Wednesday, April 28, 2004

Hope floats in green bottle and comes back to owner

Many years ago, when I became indestructibly smart about "love," I placed all my hopes in a green, antique bottle that had a distinct crack on its butt (so that I could tell it was mine). I threw the bottle in the ocean and willed it to drown because, after seven years of research, I found that the smartest thing to do is to never hope. That way, the chances of my heart being crushed were reduced to 30%. I believed that it was a significant amount, owing myself a 70% possibility of non-heartache.

Last year, I was diagnosed with a chronic relapse. My trip home was propelled by empty hopes. Empty, I tell you, empty. I didn't know it then, until I reached my destination in a fat-filled, dreamy state. Thirteen days later, the bastard screwed me over. With no strength left to be angry, I went in search for the cause of my ailment that led me back to my vicious cycle.

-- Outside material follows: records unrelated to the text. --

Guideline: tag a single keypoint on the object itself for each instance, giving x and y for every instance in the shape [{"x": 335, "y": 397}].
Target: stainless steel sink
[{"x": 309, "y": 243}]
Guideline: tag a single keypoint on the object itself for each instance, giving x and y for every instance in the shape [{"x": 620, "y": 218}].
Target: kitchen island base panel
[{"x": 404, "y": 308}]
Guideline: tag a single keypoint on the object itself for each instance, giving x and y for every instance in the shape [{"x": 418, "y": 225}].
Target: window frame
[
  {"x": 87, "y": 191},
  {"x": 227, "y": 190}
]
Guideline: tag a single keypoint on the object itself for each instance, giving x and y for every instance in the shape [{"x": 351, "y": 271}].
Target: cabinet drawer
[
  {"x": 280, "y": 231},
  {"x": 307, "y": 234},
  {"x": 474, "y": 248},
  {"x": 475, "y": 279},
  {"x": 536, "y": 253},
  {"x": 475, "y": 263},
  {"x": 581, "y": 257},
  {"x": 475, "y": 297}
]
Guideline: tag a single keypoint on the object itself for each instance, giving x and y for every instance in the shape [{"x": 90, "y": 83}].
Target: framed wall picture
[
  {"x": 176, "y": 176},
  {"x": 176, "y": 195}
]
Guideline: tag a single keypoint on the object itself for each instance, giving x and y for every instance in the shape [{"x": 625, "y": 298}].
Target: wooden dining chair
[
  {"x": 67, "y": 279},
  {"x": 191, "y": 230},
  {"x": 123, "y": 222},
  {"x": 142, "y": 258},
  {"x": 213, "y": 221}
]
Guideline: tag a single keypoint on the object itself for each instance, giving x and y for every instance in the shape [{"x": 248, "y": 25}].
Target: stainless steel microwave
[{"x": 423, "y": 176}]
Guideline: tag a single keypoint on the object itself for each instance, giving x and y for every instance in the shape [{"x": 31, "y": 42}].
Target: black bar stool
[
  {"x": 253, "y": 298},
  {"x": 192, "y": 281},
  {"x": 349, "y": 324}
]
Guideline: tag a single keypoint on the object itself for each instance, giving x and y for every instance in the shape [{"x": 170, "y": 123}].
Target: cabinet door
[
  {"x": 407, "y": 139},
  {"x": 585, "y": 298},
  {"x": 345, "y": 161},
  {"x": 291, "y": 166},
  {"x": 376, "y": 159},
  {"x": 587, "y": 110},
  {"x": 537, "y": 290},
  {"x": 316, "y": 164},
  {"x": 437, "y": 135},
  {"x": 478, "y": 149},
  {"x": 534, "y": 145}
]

It turns out that the crack on the green bottle's butt was big enough to allow some of the hope to seep through. Unfortunately, the bottle fought for its existence by breathing through the crack in its butt and let some of the hopes out so that it would be light enough to float back to its owner, who is sorry little moi.

I have it with me today. And I am pissed. I know that if I throw it back, it'll just haunt me when I least expect it. Even if I use bubble gum to seal the crack.

I am ready to sleep, with the bottle of hopes in my right hand. My other hand is clenching my chest, because I am beginning to feel the pangs of the relapse. It's not "chronic" this time. I "hope."

Oh, the reason why the green bottle has a crack on its butt is because I hit myself over the head with it once, ok, twice.

So much for being indestructibly smart.